3.2 Domain-Generic ShEx Validation in Wikidata

What Wikipedia is to text, Wikidata is to data: an open collaboratively curated resource that anyone can contribute to. In contrast to the language-specific Wikipedias, Wikidata is Semantic Web-compatible, and most of the edits are made using automated or semi-automated tools. This ‘data commons’ provides structured public data for Wikipedia articles [19] and other applications. For each Wikipedia article–in any language–there is an item in Wikidata, and if the same concept is described in more than one Wikipedia, then Wikidata maintains the links between them.
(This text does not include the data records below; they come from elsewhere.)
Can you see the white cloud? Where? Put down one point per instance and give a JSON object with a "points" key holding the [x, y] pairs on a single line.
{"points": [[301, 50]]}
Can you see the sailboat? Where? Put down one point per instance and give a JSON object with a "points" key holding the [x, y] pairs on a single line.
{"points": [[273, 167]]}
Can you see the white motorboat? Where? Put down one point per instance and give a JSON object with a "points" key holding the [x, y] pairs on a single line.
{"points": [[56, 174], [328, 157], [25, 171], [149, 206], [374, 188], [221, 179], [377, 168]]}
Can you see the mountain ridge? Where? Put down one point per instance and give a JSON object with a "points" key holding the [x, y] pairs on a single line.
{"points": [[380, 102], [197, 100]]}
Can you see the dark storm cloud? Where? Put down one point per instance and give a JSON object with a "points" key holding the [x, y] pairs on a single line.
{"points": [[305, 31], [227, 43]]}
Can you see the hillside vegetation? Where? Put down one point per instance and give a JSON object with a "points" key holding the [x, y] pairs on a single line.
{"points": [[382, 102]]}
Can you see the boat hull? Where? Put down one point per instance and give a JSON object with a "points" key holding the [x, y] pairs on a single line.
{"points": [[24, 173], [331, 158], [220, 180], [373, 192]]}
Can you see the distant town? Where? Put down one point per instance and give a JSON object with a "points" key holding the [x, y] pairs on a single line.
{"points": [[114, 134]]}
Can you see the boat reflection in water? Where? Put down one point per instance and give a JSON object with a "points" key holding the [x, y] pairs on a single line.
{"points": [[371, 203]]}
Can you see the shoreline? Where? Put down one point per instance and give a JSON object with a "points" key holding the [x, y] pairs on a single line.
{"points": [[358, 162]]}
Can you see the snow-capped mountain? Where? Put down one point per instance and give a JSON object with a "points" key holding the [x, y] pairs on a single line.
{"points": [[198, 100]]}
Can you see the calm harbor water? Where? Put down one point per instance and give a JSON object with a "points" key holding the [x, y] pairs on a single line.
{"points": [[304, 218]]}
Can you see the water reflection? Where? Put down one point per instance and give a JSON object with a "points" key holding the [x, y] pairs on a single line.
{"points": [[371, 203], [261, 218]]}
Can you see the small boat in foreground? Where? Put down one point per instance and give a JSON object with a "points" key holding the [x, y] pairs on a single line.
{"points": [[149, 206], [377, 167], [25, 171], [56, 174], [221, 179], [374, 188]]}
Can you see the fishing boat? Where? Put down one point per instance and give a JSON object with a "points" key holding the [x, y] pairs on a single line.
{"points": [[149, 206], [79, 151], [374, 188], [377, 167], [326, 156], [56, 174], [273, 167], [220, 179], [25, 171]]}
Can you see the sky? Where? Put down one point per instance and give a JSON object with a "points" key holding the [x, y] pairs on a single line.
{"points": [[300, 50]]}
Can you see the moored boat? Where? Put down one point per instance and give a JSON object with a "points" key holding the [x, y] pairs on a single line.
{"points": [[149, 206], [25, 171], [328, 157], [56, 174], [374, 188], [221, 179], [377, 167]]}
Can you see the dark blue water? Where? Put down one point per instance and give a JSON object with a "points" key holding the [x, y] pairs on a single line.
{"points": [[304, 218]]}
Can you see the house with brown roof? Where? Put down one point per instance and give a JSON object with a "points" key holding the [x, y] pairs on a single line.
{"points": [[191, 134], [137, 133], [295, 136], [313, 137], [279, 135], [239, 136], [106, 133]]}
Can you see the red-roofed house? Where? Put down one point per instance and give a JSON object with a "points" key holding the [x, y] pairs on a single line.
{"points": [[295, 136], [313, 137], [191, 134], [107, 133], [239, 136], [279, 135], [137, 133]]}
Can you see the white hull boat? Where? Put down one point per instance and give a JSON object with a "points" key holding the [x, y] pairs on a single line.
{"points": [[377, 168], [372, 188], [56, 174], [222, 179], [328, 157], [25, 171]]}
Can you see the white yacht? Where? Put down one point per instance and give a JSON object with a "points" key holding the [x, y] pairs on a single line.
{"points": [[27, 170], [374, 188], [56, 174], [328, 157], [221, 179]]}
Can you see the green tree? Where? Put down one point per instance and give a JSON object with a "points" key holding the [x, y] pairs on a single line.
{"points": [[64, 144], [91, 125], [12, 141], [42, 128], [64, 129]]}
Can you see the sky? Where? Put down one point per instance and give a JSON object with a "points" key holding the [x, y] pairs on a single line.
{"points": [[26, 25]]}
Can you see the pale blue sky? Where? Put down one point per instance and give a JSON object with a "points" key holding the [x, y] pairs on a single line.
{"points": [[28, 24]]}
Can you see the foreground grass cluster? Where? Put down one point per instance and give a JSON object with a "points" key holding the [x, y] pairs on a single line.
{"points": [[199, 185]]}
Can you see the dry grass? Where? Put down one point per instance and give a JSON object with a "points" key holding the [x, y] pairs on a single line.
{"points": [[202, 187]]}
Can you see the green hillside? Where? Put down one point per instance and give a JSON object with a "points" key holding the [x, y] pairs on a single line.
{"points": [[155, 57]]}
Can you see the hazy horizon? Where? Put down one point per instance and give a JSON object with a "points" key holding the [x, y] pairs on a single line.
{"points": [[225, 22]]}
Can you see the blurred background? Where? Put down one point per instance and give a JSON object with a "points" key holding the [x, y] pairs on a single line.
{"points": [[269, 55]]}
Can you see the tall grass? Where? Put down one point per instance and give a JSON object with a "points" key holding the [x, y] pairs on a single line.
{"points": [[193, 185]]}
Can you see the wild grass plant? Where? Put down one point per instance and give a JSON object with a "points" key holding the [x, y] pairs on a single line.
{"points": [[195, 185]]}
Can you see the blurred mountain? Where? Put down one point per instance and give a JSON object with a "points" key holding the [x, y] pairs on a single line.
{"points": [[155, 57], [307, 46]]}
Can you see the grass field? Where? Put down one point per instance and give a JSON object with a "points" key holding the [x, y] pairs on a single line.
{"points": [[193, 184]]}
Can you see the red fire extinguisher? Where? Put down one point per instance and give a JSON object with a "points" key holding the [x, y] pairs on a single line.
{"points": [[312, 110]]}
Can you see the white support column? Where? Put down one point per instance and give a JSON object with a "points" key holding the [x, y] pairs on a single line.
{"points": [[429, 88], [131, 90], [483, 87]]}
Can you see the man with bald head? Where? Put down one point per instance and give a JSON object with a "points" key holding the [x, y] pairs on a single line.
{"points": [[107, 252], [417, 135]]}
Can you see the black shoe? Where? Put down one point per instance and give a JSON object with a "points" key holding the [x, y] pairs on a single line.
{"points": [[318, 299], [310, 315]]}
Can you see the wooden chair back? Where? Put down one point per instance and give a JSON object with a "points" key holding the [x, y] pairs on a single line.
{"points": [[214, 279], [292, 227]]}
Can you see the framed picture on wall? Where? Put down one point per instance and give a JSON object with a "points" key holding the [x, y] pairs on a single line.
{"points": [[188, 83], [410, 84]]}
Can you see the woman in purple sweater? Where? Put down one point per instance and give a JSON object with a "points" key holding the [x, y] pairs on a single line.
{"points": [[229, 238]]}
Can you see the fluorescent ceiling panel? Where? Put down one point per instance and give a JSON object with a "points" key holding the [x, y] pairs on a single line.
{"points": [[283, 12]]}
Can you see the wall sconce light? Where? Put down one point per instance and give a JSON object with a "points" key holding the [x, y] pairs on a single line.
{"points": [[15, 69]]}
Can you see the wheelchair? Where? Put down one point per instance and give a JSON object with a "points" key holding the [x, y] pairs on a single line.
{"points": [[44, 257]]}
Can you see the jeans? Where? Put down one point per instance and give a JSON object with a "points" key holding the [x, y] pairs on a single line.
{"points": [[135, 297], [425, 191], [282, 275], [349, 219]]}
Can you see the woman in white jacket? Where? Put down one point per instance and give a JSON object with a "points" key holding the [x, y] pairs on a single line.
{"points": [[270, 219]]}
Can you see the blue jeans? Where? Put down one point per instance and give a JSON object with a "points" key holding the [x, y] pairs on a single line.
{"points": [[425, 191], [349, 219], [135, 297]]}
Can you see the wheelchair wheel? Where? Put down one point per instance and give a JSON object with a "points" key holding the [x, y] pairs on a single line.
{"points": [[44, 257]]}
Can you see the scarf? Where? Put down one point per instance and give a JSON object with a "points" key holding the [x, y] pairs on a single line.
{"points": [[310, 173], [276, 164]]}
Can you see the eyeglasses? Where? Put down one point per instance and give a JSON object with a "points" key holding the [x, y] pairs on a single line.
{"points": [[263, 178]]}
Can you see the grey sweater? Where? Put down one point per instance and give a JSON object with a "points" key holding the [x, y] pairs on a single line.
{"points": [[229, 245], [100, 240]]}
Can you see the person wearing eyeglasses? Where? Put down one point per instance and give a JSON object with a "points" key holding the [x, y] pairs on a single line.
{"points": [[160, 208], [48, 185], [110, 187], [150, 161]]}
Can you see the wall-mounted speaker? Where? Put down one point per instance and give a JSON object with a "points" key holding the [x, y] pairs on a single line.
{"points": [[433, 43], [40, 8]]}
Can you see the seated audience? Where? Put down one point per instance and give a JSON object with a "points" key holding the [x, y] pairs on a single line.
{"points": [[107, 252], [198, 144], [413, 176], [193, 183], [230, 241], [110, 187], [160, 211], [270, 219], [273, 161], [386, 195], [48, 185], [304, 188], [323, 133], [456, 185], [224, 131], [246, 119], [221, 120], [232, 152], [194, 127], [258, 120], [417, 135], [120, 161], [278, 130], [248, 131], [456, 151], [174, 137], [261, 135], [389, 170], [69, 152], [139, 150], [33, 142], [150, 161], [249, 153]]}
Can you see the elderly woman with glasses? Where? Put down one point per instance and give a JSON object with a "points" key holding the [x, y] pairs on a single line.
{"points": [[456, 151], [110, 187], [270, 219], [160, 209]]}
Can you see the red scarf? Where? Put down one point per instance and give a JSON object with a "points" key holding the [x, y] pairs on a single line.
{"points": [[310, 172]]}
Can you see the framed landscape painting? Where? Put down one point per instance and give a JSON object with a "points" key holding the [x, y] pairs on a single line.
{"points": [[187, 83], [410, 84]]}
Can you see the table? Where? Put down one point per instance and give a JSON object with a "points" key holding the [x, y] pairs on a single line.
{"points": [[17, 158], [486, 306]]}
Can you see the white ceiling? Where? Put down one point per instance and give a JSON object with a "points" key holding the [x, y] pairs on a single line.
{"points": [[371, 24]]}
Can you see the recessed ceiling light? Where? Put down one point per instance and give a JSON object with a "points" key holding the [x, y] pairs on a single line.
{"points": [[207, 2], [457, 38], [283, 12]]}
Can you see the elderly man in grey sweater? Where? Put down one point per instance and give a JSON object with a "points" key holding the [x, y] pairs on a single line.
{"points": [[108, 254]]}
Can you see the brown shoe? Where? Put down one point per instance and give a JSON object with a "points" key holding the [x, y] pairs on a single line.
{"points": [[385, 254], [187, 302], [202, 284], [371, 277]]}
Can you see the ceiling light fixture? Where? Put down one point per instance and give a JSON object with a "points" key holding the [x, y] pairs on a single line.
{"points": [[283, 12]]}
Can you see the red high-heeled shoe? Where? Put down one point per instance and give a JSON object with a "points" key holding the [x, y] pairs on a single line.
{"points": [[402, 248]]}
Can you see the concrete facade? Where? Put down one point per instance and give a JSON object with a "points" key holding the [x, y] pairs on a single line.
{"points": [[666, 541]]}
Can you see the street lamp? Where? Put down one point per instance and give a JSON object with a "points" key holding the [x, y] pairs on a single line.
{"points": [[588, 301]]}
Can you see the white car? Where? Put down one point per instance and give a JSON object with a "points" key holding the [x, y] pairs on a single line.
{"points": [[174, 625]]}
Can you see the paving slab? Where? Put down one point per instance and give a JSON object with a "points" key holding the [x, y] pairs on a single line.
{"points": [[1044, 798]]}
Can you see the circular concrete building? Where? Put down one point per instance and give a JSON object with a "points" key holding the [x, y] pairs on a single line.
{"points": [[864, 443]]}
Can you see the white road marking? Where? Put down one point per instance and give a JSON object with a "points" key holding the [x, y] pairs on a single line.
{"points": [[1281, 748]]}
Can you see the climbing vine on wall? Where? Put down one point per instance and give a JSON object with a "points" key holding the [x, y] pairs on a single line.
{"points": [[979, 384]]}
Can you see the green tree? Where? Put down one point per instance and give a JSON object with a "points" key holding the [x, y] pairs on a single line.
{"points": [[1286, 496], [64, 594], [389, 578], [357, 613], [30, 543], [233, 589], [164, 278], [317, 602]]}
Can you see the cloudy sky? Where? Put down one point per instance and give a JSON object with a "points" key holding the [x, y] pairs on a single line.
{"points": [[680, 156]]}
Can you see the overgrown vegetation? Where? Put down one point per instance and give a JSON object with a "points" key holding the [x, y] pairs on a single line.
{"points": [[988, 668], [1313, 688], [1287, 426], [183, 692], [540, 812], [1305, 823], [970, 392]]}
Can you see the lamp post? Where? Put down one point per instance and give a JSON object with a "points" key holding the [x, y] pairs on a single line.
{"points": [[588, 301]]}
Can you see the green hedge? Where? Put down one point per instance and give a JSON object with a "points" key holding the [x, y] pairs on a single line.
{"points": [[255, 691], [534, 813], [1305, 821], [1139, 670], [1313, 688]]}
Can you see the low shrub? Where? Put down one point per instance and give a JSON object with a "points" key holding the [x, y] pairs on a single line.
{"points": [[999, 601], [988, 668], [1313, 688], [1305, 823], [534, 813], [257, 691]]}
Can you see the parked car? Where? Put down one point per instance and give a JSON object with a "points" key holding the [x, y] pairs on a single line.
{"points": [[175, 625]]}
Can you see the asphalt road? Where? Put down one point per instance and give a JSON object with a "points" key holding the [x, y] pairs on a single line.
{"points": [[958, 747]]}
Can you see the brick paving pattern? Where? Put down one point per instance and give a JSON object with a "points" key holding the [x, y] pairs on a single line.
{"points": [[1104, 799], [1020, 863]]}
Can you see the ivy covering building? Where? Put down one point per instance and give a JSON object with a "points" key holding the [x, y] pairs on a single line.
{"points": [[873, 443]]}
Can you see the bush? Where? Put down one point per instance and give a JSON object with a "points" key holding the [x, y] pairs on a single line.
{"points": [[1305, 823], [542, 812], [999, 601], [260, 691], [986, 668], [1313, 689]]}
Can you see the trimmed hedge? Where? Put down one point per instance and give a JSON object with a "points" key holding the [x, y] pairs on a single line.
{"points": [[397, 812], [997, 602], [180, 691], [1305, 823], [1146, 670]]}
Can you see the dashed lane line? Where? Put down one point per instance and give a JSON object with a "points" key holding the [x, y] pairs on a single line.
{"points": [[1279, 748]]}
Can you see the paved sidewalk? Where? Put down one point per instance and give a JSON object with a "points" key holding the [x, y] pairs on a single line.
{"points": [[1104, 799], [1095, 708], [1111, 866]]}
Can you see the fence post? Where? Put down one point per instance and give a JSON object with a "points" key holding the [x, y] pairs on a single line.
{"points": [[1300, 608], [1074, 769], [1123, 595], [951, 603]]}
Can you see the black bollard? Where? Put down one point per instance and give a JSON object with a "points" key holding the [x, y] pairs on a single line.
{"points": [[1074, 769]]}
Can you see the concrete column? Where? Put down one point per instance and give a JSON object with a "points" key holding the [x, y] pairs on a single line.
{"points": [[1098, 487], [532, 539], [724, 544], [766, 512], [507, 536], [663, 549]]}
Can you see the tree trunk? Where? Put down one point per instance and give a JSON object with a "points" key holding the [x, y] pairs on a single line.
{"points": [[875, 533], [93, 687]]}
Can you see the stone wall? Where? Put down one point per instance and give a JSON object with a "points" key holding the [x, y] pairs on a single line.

In contrast to language-specific Wikipedias, and to most other sites on the web, Wikidata does not assume that users who collaborate have a common natural language [7]. In fact, consecutive editors of a given Wikidata entry often do not share a language other than some basic knowledge about the Wikidata data model. Using ShEx to make those data models more explicit can improve such cross-linguistic collaboration.

Wikidata is hosted on Wikibase, a non-relational database maintained by the Wikimedia Foundation. The underlying infrastructure also contains a SPARQL engine https://query.wikidata.org that feeds on a triplestore which is continuously synchronized with Wikibase. This synchronization–which occurs in seconds–enables data in Wikidata to be available as Linked Data almost immediately and thus becoming part of the Semantic Web. Basically, Wikidata acts as an “edit button” to the Semantic Web and as an entry point for users who otherwise do not have the technical background to use Semantic Web infrastructure. While Wikidata and its RDF dump are technically separate, they can be perceived as one from a user perspective. Content negotiation presents either the Wikibase form or the RDF form, creating a sense of unity between the two. For instance, https://wikidata.org/entity/Q54872 (which identifies RDF) points to the Wikibase entry at https://www.wikidata.org/wiki/Q54872, while http://www.wikidata.org/entity/Q54872.ttl will provides the Turtle representation and http://www.wikidata.org/entity/Q54872.json a JSON export.

The Wikidata data model [28] currently consists of two entity types: items and properties (a third one, for lexemes, is about to be introduced). All entities have persistent identifiers composed of single-letter prefixes (Q for items, P for properties, L for lexemes) plus a string of numbers and are allotted a page in Wikidata. For instance, the entity Q1676669 is the item for JPEG File Interchange Format, version 1.02. Properties like instance of (P31) and part of (P361) are used to assert claims about an item. A claim, its references and qualifiers form a statement. Currently, Wikidata’s RDF graph comprises about 5 billion triples (with millions added per day), which reflects about 500 million statements involving about 50 million items and roughly 5000 properties.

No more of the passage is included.